07/16/2013 4:57PM

Breeders’ Cup fills five board seats


LEXINGTON, Ky. – Four of five open seats on the board of Breeders’ Cup Ltd. were filled at the close of voting on Tuesday, the organization announced, with the fifth seat being filled after two nominees agreed to draw lots following a tie in the voting.

The four board members elected included: Bill Oppenheim, a journalist and pedigree consultant, who was elected to the board for the first time; J. David Richardson, the chief of surgery at the University of Louisville and a longtime owner and breeder, also elected to the board for the first time; Roy Jackson, the Pennsylvania-based breeder, who was reelected; and Barry Weisbord, the owner of Thoroughbred Daily News, who was also re-elected.

The fifth seat was filled after Elliott Walden, the general manager of WinStar Farm, and Jerry Crawford, the managing partner of Donegal Racing, agreed to draw lots to break a tie rather than conduct a runoff vote. Walden won the draw, according to Breeders’ Cup.

The Breeders’ Cup’s 48 members are allowed to vote for directors.

Both J. David Richardson and Roy Jackson were among 40 individuals or racing stables who signed a pledge in 2012 to race their 2-year-olds without the raceday administration of the legal anti-bleeding medication furosemide, commonly known as Lasix.

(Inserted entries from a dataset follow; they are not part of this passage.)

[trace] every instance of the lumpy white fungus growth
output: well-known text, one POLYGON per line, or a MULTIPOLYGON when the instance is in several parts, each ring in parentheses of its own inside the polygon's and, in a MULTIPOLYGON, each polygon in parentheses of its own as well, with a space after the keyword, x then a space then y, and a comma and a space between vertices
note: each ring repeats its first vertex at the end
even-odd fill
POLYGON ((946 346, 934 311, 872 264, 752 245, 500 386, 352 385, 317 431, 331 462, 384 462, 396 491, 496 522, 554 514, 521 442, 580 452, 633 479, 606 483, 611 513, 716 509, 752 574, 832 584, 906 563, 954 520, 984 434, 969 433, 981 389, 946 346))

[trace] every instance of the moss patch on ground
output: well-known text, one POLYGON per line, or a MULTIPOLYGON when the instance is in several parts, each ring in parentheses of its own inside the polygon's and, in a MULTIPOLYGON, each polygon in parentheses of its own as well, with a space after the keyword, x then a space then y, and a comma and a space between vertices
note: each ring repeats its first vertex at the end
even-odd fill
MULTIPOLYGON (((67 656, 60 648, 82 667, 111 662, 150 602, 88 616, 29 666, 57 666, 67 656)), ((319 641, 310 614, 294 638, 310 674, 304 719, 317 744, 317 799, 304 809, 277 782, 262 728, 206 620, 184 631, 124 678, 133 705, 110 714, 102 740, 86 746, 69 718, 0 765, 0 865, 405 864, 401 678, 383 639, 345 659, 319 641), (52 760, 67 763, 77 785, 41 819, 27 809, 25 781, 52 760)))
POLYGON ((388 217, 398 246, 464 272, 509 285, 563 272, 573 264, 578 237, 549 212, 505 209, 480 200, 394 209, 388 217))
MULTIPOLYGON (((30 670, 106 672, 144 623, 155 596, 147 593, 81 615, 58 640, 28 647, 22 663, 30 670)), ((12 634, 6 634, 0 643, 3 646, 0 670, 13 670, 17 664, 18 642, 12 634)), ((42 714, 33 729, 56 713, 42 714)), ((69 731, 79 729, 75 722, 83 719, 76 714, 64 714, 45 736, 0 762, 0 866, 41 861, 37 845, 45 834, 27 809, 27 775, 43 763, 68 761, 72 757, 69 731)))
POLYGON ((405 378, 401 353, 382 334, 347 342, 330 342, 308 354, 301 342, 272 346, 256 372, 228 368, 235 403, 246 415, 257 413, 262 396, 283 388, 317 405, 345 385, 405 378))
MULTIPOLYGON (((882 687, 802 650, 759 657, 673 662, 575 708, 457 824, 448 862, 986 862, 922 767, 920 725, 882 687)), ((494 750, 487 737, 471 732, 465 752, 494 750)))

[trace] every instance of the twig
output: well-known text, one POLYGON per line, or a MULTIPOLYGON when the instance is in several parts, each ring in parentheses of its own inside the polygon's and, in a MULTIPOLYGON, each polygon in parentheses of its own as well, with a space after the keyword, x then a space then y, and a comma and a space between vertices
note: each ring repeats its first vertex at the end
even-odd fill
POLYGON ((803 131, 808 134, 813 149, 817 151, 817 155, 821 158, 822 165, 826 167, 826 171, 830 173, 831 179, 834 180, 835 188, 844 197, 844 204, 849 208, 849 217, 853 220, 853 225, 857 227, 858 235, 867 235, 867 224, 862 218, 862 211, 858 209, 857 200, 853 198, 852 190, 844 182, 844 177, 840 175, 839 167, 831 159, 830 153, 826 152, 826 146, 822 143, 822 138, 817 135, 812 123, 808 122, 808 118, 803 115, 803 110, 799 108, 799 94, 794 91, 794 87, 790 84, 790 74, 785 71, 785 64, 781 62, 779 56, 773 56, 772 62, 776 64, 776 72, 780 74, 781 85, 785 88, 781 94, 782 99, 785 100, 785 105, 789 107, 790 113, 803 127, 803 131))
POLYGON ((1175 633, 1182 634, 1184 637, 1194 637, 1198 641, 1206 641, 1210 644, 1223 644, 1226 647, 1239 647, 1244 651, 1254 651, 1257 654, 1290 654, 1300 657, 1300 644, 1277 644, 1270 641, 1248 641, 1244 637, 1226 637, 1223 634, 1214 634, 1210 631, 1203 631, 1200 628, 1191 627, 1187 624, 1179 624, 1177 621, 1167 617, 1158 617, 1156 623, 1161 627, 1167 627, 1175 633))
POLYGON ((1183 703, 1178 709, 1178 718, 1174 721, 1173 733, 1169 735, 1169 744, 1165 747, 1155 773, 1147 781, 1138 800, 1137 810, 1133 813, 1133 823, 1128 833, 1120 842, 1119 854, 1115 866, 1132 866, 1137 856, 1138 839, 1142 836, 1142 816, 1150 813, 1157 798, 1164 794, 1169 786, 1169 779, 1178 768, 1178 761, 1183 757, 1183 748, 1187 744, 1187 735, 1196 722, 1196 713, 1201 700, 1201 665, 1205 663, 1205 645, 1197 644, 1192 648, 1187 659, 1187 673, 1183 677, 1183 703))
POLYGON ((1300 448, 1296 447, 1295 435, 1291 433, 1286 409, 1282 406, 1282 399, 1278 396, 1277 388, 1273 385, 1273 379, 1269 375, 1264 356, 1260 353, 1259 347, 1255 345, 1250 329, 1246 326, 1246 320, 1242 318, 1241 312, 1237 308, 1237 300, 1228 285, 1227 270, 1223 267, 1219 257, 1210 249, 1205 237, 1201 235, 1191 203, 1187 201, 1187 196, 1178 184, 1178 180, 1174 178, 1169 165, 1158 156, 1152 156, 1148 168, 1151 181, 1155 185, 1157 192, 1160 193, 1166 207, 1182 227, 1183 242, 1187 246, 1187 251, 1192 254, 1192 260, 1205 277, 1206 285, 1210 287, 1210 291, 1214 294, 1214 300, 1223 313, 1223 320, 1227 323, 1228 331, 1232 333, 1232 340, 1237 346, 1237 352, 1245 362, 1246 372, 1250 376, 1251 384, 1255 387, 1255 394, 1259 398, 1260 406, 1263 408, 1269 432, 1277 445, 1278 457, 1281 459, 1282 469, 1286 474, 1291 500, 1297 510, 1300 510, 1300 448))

Richardson was also the chairman of the Thoroughbred Owners and Breeders Association’s American Graded Stakes Committee when it voted in 2011 to require that all 2-year-old graded stakes in 2012 be run without raceday furosemide in order to qualify for a grade. The committee later voted to rescind the policy before it could take effect.

In a column published after the vote was taken to rescind the policy, Oppenheim, a member of the committee at the time, said he would resign, calling the decision “gutless.”

Earlier this year, the Breeders’ Cup board voted to suspend a policy that would have expanded a ban on raceday furosemide to all of its races, limiting the ban in 2013 to 2-year-old races. At the 2012 event, the ban was in effect for the five 2-year-old races, and field size dropped, in the aggregate, by 22 percent, though it is unclear if the ban was the primary cause for the decline.

The decision to suspend the ban led to a rift on the Breeders’ Cup board and the resignation of one member, Oliver Tait.

Horsemen’s groups have resisted efforts to rollback the raceday use of furosemide, arguing that the drug’s efficacy in preventing bleeding justifies its use. Some horsemen have threatened to boycott the Breeders’ Cup if the ban is expanded to all of the event’s races.